Why hoping private companies will just do the Right Thing doesn’t work

In the last few weeks I’ve been to several conferences on the issue of the preservation of online content for research, and in particular social media. This is an issue that is attracting a lot of attention at the moment: for examples, see Helen Hockx-Yu’s paper for last year’s IFLA conference, or the forthcoming TechWatch report from the Digital Preservation Coalition. As I myself blogged a little while ago, and (obliquely) suggested in this presentation on religion and social media, there’s growing interest from social scientists in using social media data – most typically Twitter or Facebook – to understand contemporary social phenomena. But whereas users of the archived web (such as myself) can rely on continued access to the data we use, and can expect to be able to point to that data such that others may follow and replicate our results, this isn’t the case with social media.

Commercial providers of social media platforms impose several different kinds of barriers: These can include: limits on the amount of data that may be requested in any one period of time; provision of samples of data created by proprietary algorithms which may not themselves be scrutinised; limits on how much of and/or which fields in a dataset may be shared with other researchers. These issues are well-known, and aren’t my main concern here. My concern is with how these restrictions are being discussed by scholars, librarians and archivists.

I’ve noticed an inability to imagine why it is that these restrictions are made, and as a result, a struggle to begin to think what the solutions might be. There has been a similar trend amongst the Open Access community, to paint commercial academic publishers as profit-hungry dinosaurs, making money without regard to the public good element of scholarly publishing happens.
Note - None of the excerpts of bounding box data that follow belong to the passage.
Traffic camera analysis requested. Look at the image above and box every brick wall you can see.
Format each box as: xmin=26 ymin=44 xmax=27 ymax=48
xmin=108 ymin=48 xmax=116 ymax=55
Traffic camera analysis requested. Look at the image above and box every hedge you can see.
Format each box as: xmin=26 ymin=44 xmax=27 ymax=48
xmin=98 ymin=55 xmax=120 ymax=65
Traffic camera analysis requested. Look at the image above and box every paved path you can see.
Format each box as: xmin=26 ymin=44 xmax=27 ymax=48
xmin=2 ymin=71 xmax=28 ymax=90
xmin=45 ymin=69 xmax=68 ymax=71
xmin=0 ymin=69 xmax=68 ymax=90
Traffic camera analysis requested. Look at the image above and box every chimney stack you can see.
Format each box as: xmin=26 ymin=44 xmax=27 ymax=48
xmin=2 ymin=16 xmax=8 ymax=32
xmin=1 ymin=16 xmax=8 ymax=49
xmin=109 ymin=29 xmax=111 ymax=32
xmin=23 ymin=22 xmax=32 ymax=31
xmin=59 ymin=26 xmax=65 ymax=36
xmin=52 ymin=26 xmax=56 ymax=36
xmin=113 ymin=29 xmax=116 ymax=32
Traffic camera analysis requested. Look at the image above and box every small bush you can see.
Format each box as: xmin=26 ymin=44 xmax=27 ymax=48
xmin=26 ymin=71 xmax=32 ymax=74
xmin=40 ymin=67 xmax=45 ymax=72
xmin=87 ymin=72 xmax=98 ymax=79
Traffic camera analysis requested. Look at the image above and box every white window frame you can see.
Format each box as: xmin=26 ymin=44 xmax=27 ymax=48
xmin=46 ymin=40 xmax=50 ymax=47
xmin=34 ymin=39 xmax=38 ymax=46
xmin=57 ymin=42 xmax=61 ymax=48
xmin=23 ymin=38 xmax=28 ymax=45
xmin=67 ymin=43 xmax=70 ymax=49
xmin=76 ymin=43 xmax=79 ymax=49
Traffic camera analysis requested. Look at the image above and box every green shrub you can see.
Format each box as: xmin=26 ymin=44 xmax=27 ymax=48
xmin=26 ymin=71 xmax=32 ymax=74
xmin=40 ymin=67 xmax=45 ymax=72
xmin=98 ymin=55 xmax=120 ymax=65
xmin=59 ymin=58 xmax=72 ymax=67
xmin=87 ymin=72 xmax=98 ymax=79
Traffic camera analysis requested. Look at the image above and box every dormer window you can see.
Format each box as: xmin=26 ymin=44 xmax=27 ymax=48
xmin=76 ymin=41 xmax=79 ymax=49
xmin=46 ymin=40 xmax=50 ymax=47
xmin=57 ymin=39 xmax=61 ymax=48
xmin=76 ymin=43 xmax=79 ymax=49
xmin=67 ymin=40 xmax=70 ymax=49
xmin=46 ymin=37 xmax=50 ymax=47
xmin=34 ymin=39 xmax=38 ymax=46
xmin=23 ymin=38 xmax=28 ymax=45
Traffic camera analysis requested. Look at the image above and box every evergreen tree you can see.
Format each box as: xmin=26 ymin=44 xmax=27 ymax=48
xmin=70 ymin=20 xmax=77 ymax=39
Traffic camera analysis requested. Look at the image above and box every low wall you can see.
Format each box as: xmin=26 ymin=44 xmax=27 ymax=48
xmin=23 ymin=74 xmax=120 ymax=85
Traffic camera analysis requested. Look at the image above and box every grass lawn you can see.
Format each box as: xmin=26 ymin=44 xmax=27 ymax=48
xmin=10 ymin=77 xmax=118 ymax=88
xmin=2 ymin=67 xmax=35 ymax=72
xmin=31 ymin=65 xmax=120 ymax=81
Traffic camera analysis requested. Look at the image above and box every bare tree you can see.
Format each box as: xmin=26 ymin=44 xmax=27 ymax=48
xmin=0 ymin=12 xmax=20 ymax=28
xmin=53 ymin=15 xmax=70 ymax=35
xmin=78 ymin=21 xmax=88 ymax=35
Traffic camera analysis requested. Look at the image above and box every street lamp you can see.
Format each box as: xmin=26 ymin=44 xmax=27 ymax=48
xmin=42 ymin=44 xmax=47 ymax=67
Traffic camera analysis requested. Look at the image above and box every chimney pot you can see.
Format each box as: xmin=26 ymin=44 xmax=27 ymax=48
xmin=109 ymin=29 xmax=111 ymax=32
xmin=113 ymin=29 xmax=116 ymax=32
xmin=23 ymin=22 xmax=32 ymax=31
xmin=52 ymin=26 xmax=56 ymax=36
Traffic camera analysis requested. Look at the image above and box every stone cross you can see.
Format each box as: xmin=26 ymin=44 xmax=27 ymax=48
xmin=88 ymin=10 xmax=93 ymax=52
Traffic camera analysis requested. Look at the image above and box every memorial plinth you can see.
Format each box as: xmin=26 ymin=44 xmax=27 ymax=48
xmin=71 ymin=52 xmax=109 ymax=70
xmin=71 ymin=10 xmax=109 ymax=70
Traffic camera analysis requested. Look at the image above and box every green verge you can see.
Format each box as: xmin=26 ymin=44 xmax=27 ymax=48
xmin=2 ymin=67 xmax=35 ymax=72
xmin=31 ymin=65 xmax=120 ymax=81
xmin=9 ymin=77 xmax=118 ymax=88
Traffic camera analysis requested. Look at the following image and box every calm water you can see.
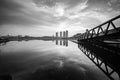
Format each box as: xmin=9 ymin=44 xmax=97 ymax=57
xmin=0 ymin=40 xmax=109 ymax=80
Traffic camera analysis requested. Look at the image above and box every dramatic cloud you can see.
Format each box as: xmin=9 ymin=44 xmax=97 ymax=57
xmin=0 ymin=0 xmax=120 ymax=36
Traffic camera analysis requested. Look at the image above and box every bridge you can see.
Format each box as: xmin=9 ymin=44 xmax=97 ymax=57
xmin=76 ymin=15 xmax=120 ymax=80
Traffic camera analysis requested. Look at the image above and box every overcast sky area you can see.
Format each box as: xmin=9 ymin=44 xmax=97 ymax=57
xmin=0 ymin=0 xmax=120 ymax=36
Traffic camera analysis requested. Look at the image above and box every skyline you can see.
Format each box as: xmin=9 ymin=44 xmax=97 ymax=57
xmin=0 ymin=0 xmax=120 ymax=36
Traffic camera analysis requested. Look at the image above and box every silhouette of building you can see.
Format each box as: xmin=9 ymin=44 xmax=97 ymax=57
xmin=56 ymin=32 xmax=58 ymax=38
xmin=63 ymin=31 xmax=66 ymax=38
xmin=60 ymin=32 xmax=62 ymax=38
xmin=66 ymin=30 xmax=68 ymax=38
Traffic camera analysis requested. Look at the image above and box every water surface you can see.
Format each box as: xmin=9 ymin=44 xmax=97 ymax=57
xmin=0 ymin=40 xmax=109 ymax=80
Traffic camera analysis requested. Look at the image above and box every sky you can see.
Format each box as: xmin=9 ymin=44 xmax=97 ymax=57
xmin=0 ymin=0 xmax=120 ymax=36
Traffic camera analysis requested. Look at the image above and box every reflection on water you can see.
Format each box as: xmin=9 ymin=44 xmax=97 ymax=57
xmin=0 ymin=40 xmax=109 ymax=80
xmin=55 ymin=39 xmax=68 ymax=47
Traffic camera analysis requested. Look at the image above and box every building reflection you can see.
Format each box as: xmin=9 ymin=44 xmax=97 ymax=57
xmin=55 ymin=39 xmax=68 ymax=47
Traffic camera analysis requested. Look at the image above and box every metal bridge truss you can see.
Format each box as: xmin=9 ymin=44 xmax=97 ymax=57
xmin=78 ymin=15 xmax=120 ymax=41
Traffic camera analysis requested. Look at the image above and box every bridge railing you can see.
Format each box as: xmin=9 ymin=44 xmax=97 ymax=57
xmin=79 ymin=15 xmax=120 ymax=40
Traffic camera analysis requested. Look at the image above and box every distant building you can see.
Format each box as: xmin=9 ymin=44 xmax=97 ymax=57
xmin=60 ymin=32 xmax=62 ymax=38
xmin=56 ymin=32 xmax=58 ymax=38
xmin=63 ymin=31 xmax=66 ymax=38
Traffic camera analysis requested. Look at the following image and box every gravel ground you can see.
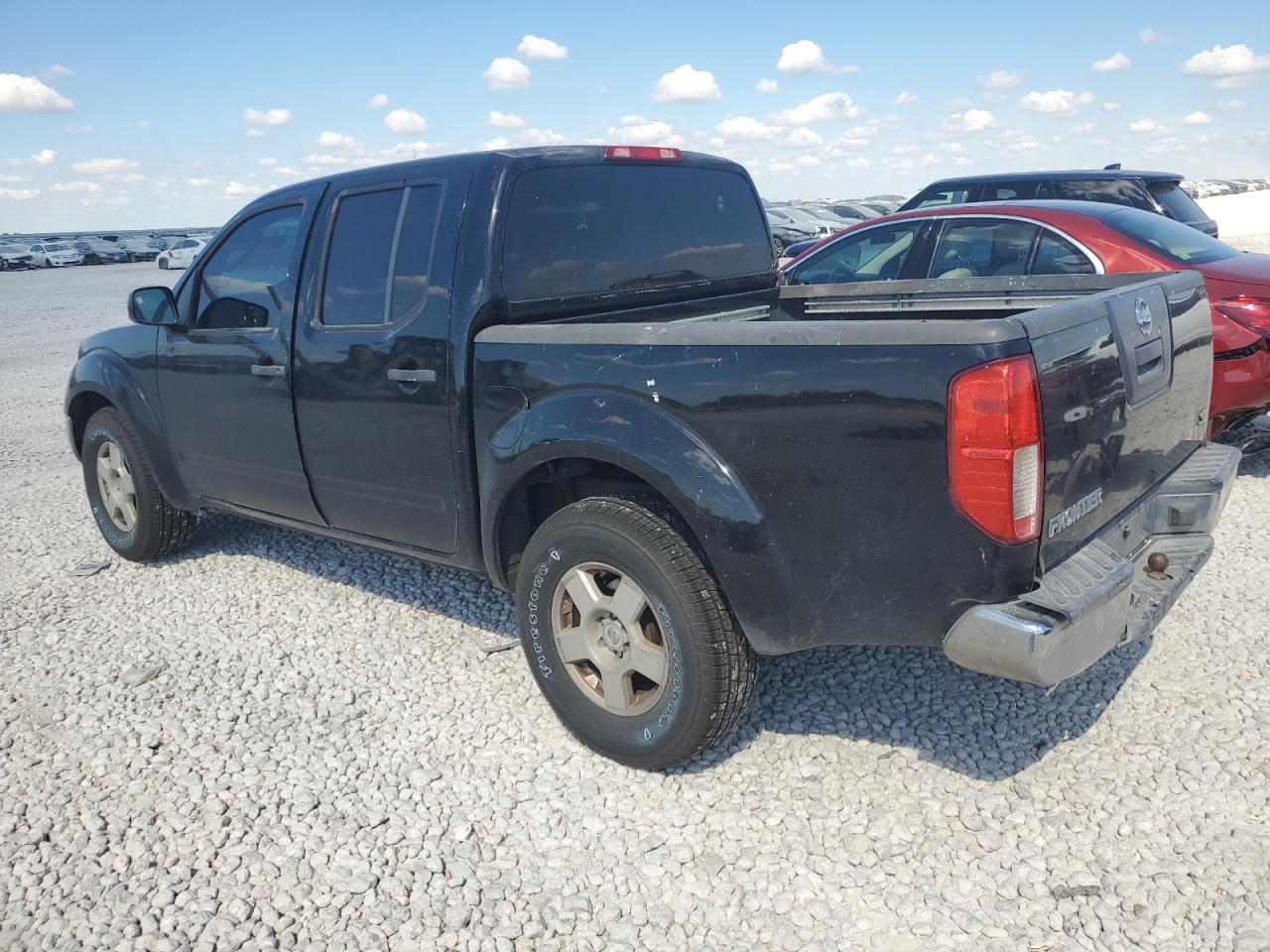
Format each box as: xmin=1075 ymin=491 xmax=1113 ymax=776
xmin=0 ymin=266 xmax=1270 ymax=952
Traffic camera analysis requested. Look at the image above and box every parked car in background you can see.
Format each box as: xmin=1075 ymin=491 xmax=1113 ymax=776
xmin=899 ymin=167 xmax=1216 ymax=237
xmin=27 ymin=241 xmax=83 ymax=268
xmin=159 ymin=239 xmax=207 ymax=271
xmin=118 ymin=237 xmax=159 ymax=262
xmin=71 ymin=239 xmax=128 ymax=264
xmin=0 ymin=245 xmax=36 ymax=272
xmin=782 ymin=202 xmax=1270 ymax=435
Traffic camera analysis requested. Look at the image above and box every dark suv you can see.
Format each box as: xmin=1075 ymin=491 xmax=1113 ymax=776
xmin=899 ymin=169 xmax=1216 ymax=237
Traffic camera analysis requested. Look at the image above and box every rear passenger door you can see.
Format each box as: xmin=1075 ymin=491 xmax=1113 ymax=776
xmin=295 ymin=168 xmax=468 ymax=553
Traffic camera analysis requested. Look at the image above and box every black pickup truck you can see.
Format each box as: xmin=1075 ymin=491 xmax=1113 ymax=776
xmin=64 ymin=146 xmax=1237 ymax=768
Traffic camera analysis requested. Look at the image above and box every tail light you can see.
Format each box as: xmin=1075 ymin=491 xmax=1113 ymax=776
xmin=604 ymin=146 xmax=684 ymax=163
xmin=949 ymin=355 xmax=1043 ymax=543
xmin=1212 ymin=295 xmax=1270 ymax=337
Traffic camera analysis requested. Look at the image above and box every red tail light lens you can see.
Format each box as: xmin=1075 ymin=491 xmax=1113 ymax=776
xmin=604 ymin=146 xmax=684 ymax=163
xmin=949 ymin=355 xmax=1044 ymax=543
xmin=1212 ymin=301 xmax=1270 ymax=337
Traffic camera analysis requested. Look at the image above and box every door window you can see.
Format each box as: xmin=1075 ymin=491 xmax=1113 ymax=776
xmin=930 ymin=218 xmax=1036 ymax=278
xmin=194 ymin=204 xmax=304 ymax=330
xmin=1031 ymin=231 xmax=1097 ymax=274
xmin=790 ymin=218 xmax=926 ymax=285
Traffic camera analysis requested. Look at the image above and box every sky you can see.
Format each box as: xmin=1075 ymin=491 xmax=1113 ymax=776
xmin=0 ymin=0 xmax=1270 ymax=232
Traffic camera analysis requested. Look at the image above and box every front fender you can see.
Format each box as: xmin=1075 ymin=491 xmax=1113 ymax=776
xmin=479 ymin=387 xmax=790 ymax=653
xmin=64 ymin=348 xmax=196 ymax=509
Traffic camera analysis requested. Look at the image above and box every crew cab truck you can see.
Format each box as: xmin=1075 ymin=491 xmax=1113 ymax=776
xmin=66 ymin=146 xmax=1237 ymax=768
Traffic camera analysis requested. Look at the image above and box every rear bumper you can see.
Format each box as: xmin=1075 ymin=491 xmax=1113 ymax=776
xmin=944 ymin=443 xmax=1239 ymax=686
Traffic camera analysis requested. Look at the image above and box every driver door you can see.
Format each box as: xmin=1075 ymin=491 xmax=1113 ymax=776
xmin=158 ymin=185 xmax=322 ymax=525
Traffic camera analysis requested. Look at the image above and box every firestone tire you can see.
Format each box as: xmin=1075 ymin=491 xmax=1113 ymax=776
xmin=516 ymin=496 xmax=757 ymax=770
xmin=80 ymin=408 xmax=196 ymax=562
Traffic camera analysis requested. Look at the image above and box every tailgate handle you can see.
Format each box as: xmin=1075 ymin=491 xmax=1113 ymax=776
xmin=1133 ymin=337 xmax=1165 ymax=380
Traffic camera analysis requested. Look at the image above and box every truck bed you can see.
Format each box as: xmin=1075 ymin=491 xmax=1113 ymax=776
xmin=472 ymin=274 xmax=1211 ymax=653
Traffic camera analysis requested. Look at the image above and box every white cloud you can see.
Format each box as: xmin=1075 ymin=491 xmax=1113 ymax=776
xmin=940 ymin=109 xmax=997 ymax=133
xmin=715 ymin=115 xmax=780 ymax=142
xmin=1089 ymin=51 xmax=1129 ymax=72
xmin=608 ymin=115 xmax=684 ymax=146
xmin=781 ymin=126 xmax=825 ymax=149
xmin=242 ymin=107 xmax=291 ymax=126
xmin=1019 ymin=89 xmax=1093 ymax=115
xmin=653 ymin=63 xmax=722 ymax=103
xmin=776 ymin=40 xmax=860 ymax=76
xmin=0 ymin=72 xmax=75 ymax=113
xmin=516 ymin=33 xmax=569 ymax=60
xmin=225 ymin=180 xmax=264 ymax=198
xmin=54 ymin=178 xmax=101 ymax=191
xmin=485 ymin=56 xmax=534 ymax=89
xmin=71 ymin=159 xmax=137 ymax=176
xmin=1183 ymin=44 xmax=1270 ymax=89
xmin=775 ymin=92 xmax=860 ymax=126
xmin=979 ymin=69 xmax=1024 ymax=92
xmin=318 ymin=130 xmax=361 ymax=149
xmin=384 ymin=109 xmax=428 ymax=136
xmin=489 ymin=109 xmax=528 ymax=130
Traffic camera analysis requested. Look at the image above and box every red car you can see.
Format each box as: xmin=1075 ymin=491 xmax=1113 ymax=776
xmin=781 ymin=200 xmax=1270 ymax=435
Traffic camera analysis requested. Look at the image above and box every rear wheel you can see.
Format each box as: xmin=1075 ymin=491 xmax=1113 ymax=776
xmin=517 ymin=496 xmax=757 ymax=770
xmin=80 ymin=409 xmax=195 ymax=562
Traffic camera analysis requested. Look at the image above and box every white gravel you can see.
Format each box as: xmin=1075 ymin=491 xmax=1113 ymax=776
xmin=0 ymin=266 xmax=1270 ymax=952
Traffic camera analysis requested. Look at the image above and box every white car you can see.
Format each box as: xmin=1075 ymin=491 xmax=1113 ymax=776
xmin=159 ymin=239 xmax=207 ymax=271
xmin=27 ymin=241 xmax=83 ymax=268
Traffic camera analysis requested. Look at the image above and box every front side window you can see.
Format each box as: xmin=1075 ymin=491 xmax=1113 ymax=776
xmin=1102 ymin=208 xmax=1239 ymax=268
xmin=930 ymin=218 xmax=1036 ymax=278
xmin=194 ymin=204 xmax=304 ymax=330
xmin=1030 ymin=231 xmax=1097 ymax=274
xmin=503 ymin=163 xmax=780 ymax=300
xmin=790 ymin=218 xmax=926 ymax=285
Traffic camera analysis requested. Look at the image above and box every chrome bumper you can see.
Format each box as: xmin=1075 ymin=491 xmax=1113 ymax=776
xmin=944 ymin=443 xmax=1241 ymax=686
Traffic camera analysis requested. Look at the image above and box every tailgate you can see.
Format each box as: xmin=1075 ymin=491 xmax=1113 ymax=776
xmin=1015 ymin=272 xmax=1212 ymax=571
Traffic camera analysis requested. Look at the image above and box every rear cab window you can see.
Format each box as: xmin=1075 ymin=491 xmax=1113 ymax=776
xmin=503 ymin=163 xmax=774 ymax=302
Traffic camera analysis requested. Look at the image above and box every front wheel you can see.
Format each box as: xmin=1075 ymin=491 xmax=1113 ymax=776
xmin=517 ymin=496 xmax=757 ymax=770
xmin=80 ymin=409 xmax=196 ymax=562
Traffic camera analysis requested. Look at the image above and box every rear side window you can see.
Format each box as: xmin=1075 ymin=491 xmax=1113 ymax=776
xmin=1031 ymin=231 xmax=1097 ymax=274
xmin=195 ymin=205 xmax=304 ymax=330
xmin=904 ymin=185 xmax=970 ymax=210
xmin=503 ymin=164 xmax=772 ymax=300
xmin=1051 ymin=178 xmax=1153 ymax=210
xmin=1147 ymin=180 xmax=1207 ymax=222
xmin=320 ymin=185 xmax=441 ymax=327
xmin=930 ymin=218 xmax=1036 ymax=278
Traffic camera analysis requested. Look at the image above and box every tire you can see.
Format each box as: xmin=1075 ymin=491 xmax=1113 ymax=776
xmin=516 ymin=496 xmax=757 ymax=770
xmin=80 ymin=408 xmax=196 ymax=562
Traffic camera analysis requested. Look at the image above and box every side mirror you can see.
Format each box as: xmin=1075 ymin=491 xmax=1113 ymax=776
xmin=128 ymin=287 xmax=177 ymax=326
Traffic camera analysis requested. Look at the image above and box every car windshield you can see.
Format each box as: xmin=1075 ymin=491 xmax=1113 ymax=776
xmin=1103 ymin=208 xmax=1239 ymax=267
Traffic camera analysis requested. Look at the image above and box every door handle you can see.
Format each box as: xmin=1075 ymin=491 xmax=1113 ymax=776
xmin=387 ymin=367 xmax=437 ymax=384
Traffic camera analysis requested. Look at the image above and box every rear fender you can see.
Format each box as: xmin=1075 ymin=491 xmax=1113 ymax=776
xmin=480 ymin=387 xmax=790 ymax=653
xmin=64 ymin=349 xmax=196 ymax=511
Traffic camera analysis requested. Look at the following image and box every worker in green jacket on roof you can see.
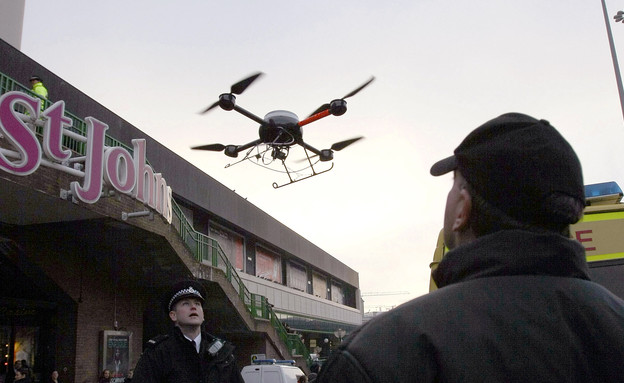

Regarding social media, it is viewed as simply a failure of good manners when a social media firm shuts down a service without providing for scholarly access to its archive, or does not allow free access to and reuse of its data to scholars. Why (the question is implicitly posed) don’t these organisations do the Right Thing? Surely everyone thinks that preserving this stuff is worthwhile, and that it is a duty of all providers?

But private corporations aren’t individuals, endowed with an idea of duty and a moral sense. Private corporations are legal abstractions: machines designed for the maximisation of return on capital. If they don’t do the Right Thing, it isn’t because the people who run them are bad people. No; it’s because the thing we want them to do (or not do) impacts adversely on revenue, or adds extra cost without corresponding additional revenue.

Fundamentally, a commercial organisation is likely to shut down an unprofitable service without regard to the archive unless (i) providing access to the archive is likely to yield research findings which will help future service development, or; (ii) it causes positive harm to the brand to shut it down (or helps the brand to be seen *not* to do so.) Similarly, they are unlikely to incur costs to run additional services for researchers, or to share valuable data unless (again) they stand to gain something from the research, however obliquely, or by doing so they either help or protect the brand.

At this point, readers may despair of getting anywhere in this regard, which I could understand. One way through this might be an enlargement of the scope of legal deposit legislation such that some categories of data (politicians’ tweets, say, given the recent episode over Politwoops) are deemed sufficiently significant to be treated as public records. There will be lobbying against, surely, but once such law is passed, companies will adapt business models to a changed circumstance, as they always have done. An even harder task is so to shift the terms of public discourse such that a publicly accessible record of this data is seen by the public as necessary. Another way is to build communities of researchers around particular services such that generalisable research about a service can be absorbed by the providers, thus showing that openness with the data leads to a gain in terms of research and development.

All of these are in their ways Herculean tasks, and I have no blueprint for them. But recognising the commercial realities of the situation would get us further than vague pieties about persuading private firms to do the Right Thing. It isn’t how they work.


Will historians of the future be able to study Twitter?

Over the last year or so, the IHR Digital History seminar has become increasingly web-focussed, which is of course of interest to me (if not necessarily to everyone.) Last week we had an excellent paper from Jack Grieve of Aston University on the tracking of newly emerging words as they appeared in large corpora of tweets from the UK and the US. By amassing very large tweet datasets, he and his colleagues are able to observe the early traces of newly emerging words, and also (when those tweets were submitted from devices which attach geo-references) to see where those new words first appear, and how they spread. Jack and his colleagues are finding that words quite often emerge first (in the US) in the east and south-east (or California) and then spread towards the centre of the continent. They don’t necessarily spread in even waves across space, or even spring between urban centres and then to rural areas (as would have been my uneducated guess). Read more at the project site, treets.net, or watch the paper.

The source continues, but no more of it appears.